<aside>

**Post I of the Causal Discovery Series by https://diksha-shrivastava13.github.io/**

</aside>

During summer 2024, I worked on-contract as an AI Engineer for the Federal Ministry of Economic Cooperation and Development of Germany (BMZ) in partnership with the Digital Product School by UnternehmerTUM. There, I explored how Large Language Models (LLMs) could design Decision-Making Systems for unstructured reports, using a five-level hierarchy to support country policy decisions and negotiations.

At BMZ, I designed complex reasoning and analysis pipelines to answer critical questions by identifying relevant nodes, comparing similarities, and understanding relationships across all entity levels. I achieved this using a world model combined with policy models for subtasks, implementing multi-hop reasoning with an agentic approach. I experimented with fifty-four system modifications, including Property Graphs, GraphRAG, Agentic Planning-Reasoning Data for Mixture-of-Experts (MoE), Agentic Standardising of Reports, Reason-Guided Parsing, and various data representation approaches.

After my BMZ work, I became fascinated by a challenge in holistic systems: the difficulty of analysing correlations between subsystems and entities in large datasets, and translating these insights into machine learning problems.
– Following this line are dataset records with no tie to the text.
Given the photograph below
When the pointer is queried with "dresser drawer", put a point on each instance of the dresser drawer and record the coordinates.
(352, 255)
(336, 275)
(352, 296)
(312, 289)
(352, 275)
This led me to explore hybrid approaches for representing subsystem data and relationships, ultimately developing Swan AI. My research there centred on a key question: is there a way that Language Models can learn the hidden relationships between entities, identify similar links on the go and make predictions?
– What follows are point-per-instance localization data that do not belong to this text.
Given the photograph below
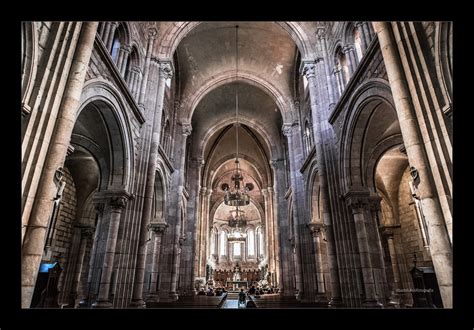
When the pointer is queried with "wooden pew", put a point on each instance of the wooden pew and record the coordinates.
(191, 302)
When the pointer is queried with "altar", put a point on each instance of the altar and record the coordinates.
(237, 285)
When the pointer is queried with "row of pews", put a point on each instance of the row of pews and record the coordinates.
(278, 301)
(191, 302)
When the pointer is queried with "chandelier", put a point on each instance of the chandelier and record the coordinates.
(237, 195)
(237, 224)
The Problem at BMZ: Designing a Decision-Making System for Country Policy Decisions & Negotiations

In the summer of 2024, I accepted a contract to work on a dashboard which automates data science for a GovTech product. I thought I would be building a multi-agentic workflow which performs EDA, a beautiful dashboard with toggles for each of the features which visualises the impact on the target and helps the government decide on factors like budget, implementation area, impact of rainfall (or the Ukraine war) and help make better decisions while protecting their projects from risks.

In hindsight, I think I was inspired by this Chess problem I had been working on in 2023: what is the maximum number of blunder moves a machine can make while still winning the game so that the human opponent doesn’t suspect it’s a machine (because of sheer perfection) and pass the Turing test?

Continuing ahead, I was expecting a fairly straight-forward multi-agentic workflow, much like the recent demos from Prem AI, and I thought this is cool! After the onboarding with the Data Scientists & Policy Officers at BMZ, it began to sink in that the problem is nearly not as simple as that because the complex-hierarchy data sucks.

Allow me to paint a picture to convey what I mean by a “complex” hierarchy:

200 Pages in a single Report.

8 Reports in a single Project.

60 Projects in a single Program.

60 Programs in a single Theme.

8 Themes in a single Country.

60 Countries that you have partnerships with!

And this hierarchy does not always have sequential relations. Now why was any of it a problem? Before I dive into the details, we need to take a look into the problem from three different perspectives.

First: The Country Policy Officers at the German Federal Ministry

These are our key users facing the problem of navigating this aforementioned complex hierarchy to answer critical questions for the BMZ leadership, the parliament and the people. They need to prepare for commissioning new projects, providing recommendations for annual negotiations with partner countries and continually work to improve the state of projects, mitigate risks, examine outcomes, analyse changes for budget and duration and help make a ton of data-driven decisions!

Now the problem begins with not having a central data lake for the reports and no structured database for these reports. They just do it with sheer patience and hardwork. The answer to any of these questions requires them to analyse the relationships between entities at multiple levels by looking at a complex, multidimensional space where none of the relationships are apparent.

It also requires a lot of expertise and training to get comfortable with this data and analysis work. I myself took 3-4 weeks just to understand what this problem might require, and I kept asking clarifying questions for the hierarchy till the product handover.

Second: The Stakeholders at the German Federal Ministry

The stakeholders were the Senior Policy Officers and Senior Data Scientists at the DataLab at the BMZ. They wanted us to design a system which can present AI-generated insights from the reports which are not explicitly written. These reports consisted of complex multi-page flowcharts, tables and mostly text but they didn’t follow the same structure and varied according to country, implementing organisations and year. They asked us to do something innovative.

To clarify here, I joined this project after it had already been at the Digital Product School for three phases of development. When I joined the fourth phase, it was with the expectation that they’ll receive something more than simple Retrieval-Augmented Generation and receive a dashboard where they can see comparative analysis of KPI growth across the levels of the hierarchy across years.